Ragon Institute researchers have discovered two HIV-positive women whose own immune systems defeated the virus, achieving a “sterilizing” cure for HIV — and they hope studying these women will lead to a therapy for other patients.
The challenge: HIV attacks the cells of the immune system. If left untreated, it can weaken the system so much that the body can no longer fight infections — at that point, even common germs can become deadly.
Today, people with HIV can expect to live just as long as uninfected people if they take a daily combination of drugs known as antiretroviral therapy (ART). These drugs suppress the HIV virus and prevent it from replicating, allowing the immune system to carry on as usual.
One out of every 200 HIV patients is able to keep the virus suppressed without ART meds.
Elite controllers: That still isn’t a cure for HIV, though.

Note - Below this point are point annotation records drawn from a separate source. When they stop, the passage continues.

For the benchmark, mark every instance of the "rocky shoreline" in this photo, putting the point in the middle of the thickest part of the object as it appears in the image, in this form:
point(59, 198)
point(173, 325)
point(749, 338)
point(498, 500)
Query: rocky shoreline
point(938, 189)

The virus hides copies of its genome in the DNA of infected cells — those “viral reservoirs” can start making new copies of the virus if ART is ever interrupted.
But approximately one out of every 200 people with HIV is able to keep the virus suppressed without the need for ART meds.
They’re called “elite controllers,” and researchers have been studying them for decades in the hopes of finding a way to permanently suppress the virus, without the daily drug regimen, which can be costly and cause side effects (and may be hard to get for patients in low-income countries).
A sterilizing cure: In 2020, a team led by immunologist Xu Yu announced the discovery of an elite controller now known as the “San Francisco Patient.”
The woman, Loreen Willenberg, contracted HIV in 1992, but after analyzing 1.5 billion of her blood cells, Yu’s team couldn’t find any “intact” HIV genomes in her body (meaning, ones that could produce more virus).
Now, Yu’s team has announced the discovery of the “Esperanza Patient.” This elite controller from Argentina contracted HIV in 2013, but had no intact HIV genomes in the 1.19 billion blood cells and 500 million tissue cells the researchers sequenced.
Meaning, not only had these patients controlled the disease, they’d actually destroyed the virus.
“A sterilizing cure for HIV has previously only been observed in two patients who received a highly toxic bone marrow transplant,” Yu told CNN. “Our study shows that such a cure can also be reached during natural infection — in the absence of bone marrow transplants (or any type of treatment at all).”
Looking ahead: With a second case of a naturally sterilizing cure for HIV, the researchers can start comparing the two patients, looking for commonalities that could allow us to produce the same effect in other people with HIV.
“These two women provide dramatic proof that in the right situation people have, within their immune system, the capacity to essentially eradicate all the relevant virus,” Steven Deeks, an HIV expert at UC San Francisco, who was not involved in the studies, told the Times.
“Hiding within these two people is the answer to a riddle, and that riddle is why does the immune system not effectively take care of HIV in the way it does other viruses?” he continued. “There may be a host response we could therapeutically induce to achieve the same outcome in people.”
The big picture: Progress in the war against HIV doesn’t wholly rest on these two women, though.
Several HIV vaccines are at the human trial stage. Two take advantage of the same mRNA tech behind several of the highly effective COVID-19 vaccines. Another is a shot that University of Oxford researchers hope will be able to both protect against HIV and potentially cure those with the disease.
“The prospects of getting to an ‘AIDS-free generation’ may ultimately be successful.”
Xu Yu
New treatments and preventative meds are in development, too — Excision BioTherapeutics is poised to begin human testing of a one-and-done HIV treatment, which uses CRISPR to cut out HIV hiding in human cells.
An easier-to-administer form of infection-preventing PrEP meds is on the way, too, which could prevent many of the 1.5 million new infections that still occur each year.
But the San Francisco and Esperanza Patients could be key to ending the war altogether.
“Examples of such a cure that develops naturally suggest that current efforts to find a cure for HIV infection are not elusive, and that the prospects of getting to an ‘AIDS-free generation’ may ultimately be successful,” Yu told CNN.